Birth Asphyxia caused by a reduction in the supply of blood or oxygen to a baby's brain during birth is a major cause of death and brain damage. It occurs in approximately 1 per 1000 births and causing around 20% of all cases of cerebral palsy.
Jacobs S, Hunt R, Tarnow-Mordi W, Inder T, Davis P., in 2007 found that brain hypothermia, induced by cooling a baby to around 33 degrees C for 3 days after birth has recently proven to be the only medical intervention which reduces brain damage and improves an infant's chance of normal survival after birth asphyxia.
TTM for neonatal encephalopathy has been proven to improve outcomes for newborn infants affected by perinatal hypoxia-ischemia, hypoxic-ischemic encephalopathy or birth asphyxia. Whole-body or selective head cooling to 33°-34° C (91°-93° F), begun within 6 hours of birth and continued for 72 hours, significantly reduces mortality and reduces cerebral palsy and neurological deficits in survivors.8,9,11
The optimal duration of brain cooling in the human newborn has not been established.

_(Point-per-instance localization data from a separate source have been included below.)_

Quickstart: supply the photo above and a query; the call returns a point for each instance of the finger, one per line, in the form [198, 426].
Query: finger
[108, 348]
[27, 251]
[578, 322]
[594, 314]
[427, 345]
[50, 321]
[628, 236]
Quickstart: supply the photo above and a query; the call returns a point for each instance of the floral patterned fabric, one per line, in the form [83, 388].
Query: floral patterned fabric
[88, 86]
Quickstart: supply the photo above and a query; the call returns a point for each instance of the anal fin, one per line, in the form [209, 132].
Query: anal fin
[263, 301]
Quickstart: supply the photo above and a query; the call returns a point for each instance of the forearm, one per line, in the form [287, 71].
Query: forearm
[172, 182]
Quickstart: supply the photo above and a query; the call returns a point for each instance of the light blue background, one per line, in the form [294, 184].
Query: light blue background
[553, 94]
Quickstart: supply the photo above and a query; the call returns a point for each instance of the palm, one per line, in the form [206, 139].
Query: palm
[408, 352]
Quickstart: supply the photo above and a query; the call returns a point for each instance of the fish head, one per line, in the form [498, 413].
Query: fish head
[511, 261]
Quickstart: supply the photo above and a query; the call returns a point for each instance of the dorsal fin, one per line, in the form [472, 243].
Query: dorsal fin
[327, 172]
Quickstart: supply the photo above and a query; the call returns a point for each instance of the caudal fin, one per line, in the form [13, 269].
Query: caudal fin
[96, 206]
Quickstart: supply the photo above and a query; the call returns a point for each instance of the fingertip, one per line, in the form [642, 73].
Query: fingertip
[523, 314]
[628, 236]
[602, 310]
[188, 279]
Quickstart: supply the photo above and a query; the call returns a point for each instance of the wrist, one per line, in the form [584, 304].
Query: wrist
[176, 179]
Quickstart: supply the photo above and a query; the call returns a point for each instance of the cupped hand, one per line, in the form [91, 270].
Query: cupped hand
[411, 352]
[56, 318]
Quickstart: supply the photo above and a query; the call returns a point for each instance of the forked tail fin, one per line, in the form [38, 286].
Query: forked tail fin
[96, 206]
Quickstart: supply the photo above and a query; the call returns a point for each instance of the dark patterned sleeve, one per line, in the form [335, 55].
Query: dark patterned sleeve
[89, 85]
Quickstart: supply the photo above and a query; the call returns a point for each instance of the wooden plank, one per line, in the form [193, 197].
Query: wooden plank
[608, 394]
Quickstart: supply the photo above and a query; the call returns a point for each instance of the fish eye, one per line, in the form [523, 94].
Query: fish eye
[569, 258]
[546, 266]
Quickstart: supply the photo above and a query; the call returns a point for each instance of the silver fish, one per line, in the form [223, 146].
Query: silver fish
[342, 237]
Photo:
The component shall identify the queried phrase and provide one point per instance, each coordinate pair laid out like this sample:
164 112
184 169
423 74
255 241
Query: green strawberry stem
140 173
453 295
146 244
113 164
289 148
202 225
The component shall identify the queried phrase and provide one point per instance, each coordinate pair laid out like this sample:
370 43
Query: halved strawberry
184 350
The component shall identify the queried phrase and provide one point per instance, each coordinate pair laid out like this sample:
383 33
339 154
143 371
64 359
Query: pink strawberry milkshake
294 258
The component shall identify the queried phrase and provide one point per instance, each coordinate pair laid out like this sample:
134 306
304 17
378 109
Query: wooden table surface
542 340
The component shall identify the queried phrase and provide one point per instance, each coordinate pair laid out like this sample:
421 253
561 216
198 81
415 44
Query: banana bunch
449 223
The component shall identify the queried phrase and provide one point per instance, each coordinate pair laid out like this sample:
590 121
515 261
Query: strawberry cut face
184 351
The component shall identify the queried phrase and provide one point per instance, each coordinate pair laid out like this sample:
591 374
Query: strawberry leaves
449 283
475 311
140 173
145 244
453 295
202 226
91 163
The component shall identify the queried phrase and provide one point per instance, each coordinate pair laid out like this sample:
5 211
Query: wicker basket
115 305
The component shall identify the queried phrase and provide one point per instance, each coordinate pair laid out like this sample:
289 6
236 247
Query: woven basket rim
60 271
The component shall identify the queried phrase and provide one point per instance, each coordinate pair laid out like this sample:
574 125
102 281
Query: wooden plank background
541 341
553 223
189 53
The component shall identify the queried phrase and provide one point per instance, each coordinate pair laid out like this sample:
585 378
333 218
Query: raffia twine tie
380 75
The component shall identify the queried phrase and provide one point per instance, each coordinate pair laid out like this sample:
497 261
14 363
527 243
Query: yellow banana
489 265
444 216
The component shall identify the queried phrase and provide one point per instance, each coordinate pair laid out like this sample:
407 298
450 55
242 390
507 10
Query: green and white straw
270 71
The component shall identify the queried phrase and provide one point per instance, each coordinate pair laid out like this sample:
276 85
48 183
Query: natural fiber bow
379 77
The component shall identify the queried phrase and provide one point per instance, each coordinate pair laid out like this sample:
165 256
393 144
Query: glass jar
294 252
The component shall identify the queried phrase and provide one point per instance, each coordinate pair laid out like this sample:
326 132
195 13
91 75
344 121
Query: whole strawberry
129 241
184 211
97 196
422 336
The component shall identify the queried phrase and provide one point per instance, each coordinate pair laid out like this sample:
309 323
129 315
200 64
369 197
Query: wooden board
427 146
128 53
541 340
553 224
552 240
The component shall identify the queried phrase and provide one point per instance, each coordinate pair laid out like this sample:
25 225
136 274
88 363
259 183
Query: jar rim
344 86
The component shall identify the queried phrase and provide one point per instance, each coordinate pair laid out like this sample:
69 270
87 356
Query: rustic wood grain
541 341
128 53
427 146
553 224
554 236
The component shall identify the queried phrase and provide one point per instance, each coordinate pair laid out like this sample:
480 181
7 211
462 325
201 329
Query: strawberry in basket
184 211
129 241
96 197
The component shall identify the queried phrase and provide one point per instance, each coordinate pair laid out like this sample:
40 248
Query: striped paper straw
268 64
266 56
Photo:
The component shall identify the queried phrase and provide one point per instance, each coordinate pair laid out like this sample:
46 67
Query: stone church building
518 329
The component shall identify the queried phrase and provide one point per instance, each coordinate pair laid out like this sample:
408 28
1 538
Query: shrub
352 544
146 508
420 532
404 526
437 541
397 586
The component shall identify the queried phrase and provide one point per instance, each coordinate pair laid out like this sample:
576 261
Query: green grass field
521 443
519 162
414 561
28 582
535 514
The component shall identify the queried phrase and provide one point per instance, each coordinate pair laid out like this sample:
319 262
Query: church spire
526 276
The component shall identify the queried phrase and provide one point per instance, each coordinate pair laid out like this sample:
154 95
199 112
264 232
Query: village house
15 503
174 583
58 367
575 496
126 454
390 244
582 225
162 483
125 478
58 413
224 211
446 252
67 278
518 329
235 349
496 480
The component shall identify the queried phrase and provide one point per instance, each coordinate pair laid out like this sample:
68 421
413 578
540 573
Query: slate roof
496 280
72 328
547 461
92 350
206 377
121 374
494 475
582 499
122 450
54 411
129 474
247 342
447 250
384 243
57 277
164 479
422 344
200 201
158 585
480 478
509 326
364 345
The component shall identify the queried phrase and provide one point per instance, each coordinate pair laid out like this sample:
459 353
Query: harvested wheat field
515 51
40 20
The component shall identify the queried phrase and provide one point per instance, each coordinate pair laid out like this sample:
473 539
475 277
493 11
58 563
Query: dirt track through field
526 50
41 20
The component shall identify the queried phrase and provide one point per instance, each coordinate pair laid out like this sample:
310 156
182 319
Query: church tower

In selective head cooling, a cap (Cool Cap) with channels for circulating cold water is placed over the infant's head, and a pumping device facilitates continuous circulation of cold water. Nasopharyngeal or rectal temperature is then maintained at 34°-35°C for 72 hours.3,9
In whole-body hypothermia, the infant is placed on a commercially available cooling blanket, through which circulating cold water flows, so that the desired level of hypothermia is reached quickly and maintained for 72 hours. Rewarming is a critical period and in clinical trials, rewarming should be carried out gradually over 6-8 hours.3,9
A major contributor to global child mortality and morbidity is neonatal encephalopathy after perinatal hypoxic-ischemic insult. Brain injury in term infants as a result of hypoxic-ischemic insult is a complex process evolving over hours to days. This time frame provides a unique window of opportunity for neuroprotective treatment interventions. Advances in neuroimaging, brain monitoring techniques, and tissue biomarkers have improved the ability to diagnose, monitor, and care for newborn infants with neonatal encephalopathy. This helps to predict their outcome.6,7,9
Challenges remain in early identification of infants at risk for neonatal encephalopathy, determination of timing, and extent of hypoxic-ischemic brain injury, as well as optimal management and treatment duration. TTM is the most promising neuroprotective intervention to date for infants with moderate to severe neonatal encephalopathy after perinatal asphyxia and has currently been incorporated in many neonatal intensive care units in developed countries.3,8,9,11
Presently, only 1 in 6 babies with encephalopathy benefit from TTM. Many infants still develop significant adverse outcomes. In order to enhance the outcome, specific diagnostic predictors are needed to identify patients likely to benefit from hypothermia treatment. Studies are being done to determine the efficacy of combined therapeutic strategies with hypothermia therapy to achieve maximal neuroprotective effect.
Uncertainties exist regarding mild to moderate hypothermia as a safe and effective neuroprotective intervention for newborns who have sustained a perinatal hypoxic-ischemic insult resulting in encephalopathy. Completion of ongoing trials, worldwide and long-term follow-up of survivors is vital to evaluate whether widespread implementation should be initiated or if this action is premature.